By default, the Sender ID agent is enabled on Edge Transport servers, but you can enable it on Mailbox servers. For more information, see Enable antispam functionality on Mailbox servers.
For more information about how to configure the Sender ID agent, see Sender ID procedures.
Using Sender ID to combat spoofing
When the Exchange server receives an inbound message, the Sender ID agent verifies the sender's IP address by querying the DNS records for the sender's domain. This check confirms that the message was received from an authorized IP address for the sender's domain. The IP address of the authorized sending server is referred to as the purported responsible address (PRA).
Administrators publish sender policy framework (SPF) records in DNS that identify the authorized outbound messaging servers for the domain. If an SPF record is available in DNS for the sender's domain, the Sender ID agent parses the SPF record to determine if the source IP address is authorized to send email for the domain that's specified in the sender's email address. For more information about what an SPF record contains and how to create an SPF record, see Sender Policy Framework: SPF Record Syntax.
Sender ID status values
The Sender ID agent generates a Sender ID status for the message. The Sender ID status can be set to one of the following values:
Pass: Both the IP address and the PRA passed the Sender ID verification check.
Neutral: The published Sender ID data is explicitly inconclusive.
Soft fail: The IP address for the PRA might be in the not permitted set.
Fail: The IP Address is not permitted. No PRA is found in the incoming mail, or the sender's domain doesn't exist.
None: No published SPF data exists in DNS for the sender's domain.

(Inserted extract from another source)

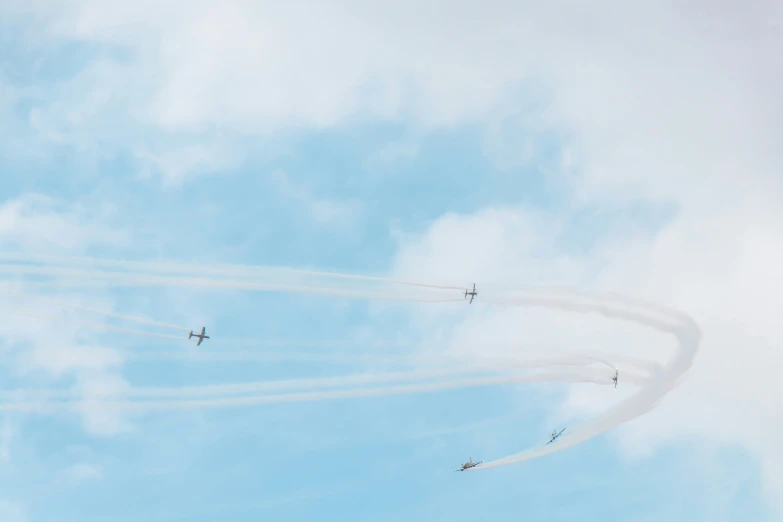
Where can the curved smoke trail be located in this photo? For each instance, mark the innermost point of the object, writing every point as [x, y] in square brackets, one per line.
[665, 320]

TempError: A temporary DNS failure occurred, such as an unavailable DNS server.
PermError: The DNS record is invalid, such as an error in the record format.
Note:: If the source IP address is missing, the Sender ID status can't be set. Exchange continues to process the message without including a Sender ID status, and the message isn't returned or rejected. In this scenario, the Sender ID status isn't set, and an application event is logged.
The Sender ID status is added to the message metadata, and is later converted to a MAPI property. The junk email filter in Outlook uses this MAPI property during the calculation of the spam confidence level (SCL).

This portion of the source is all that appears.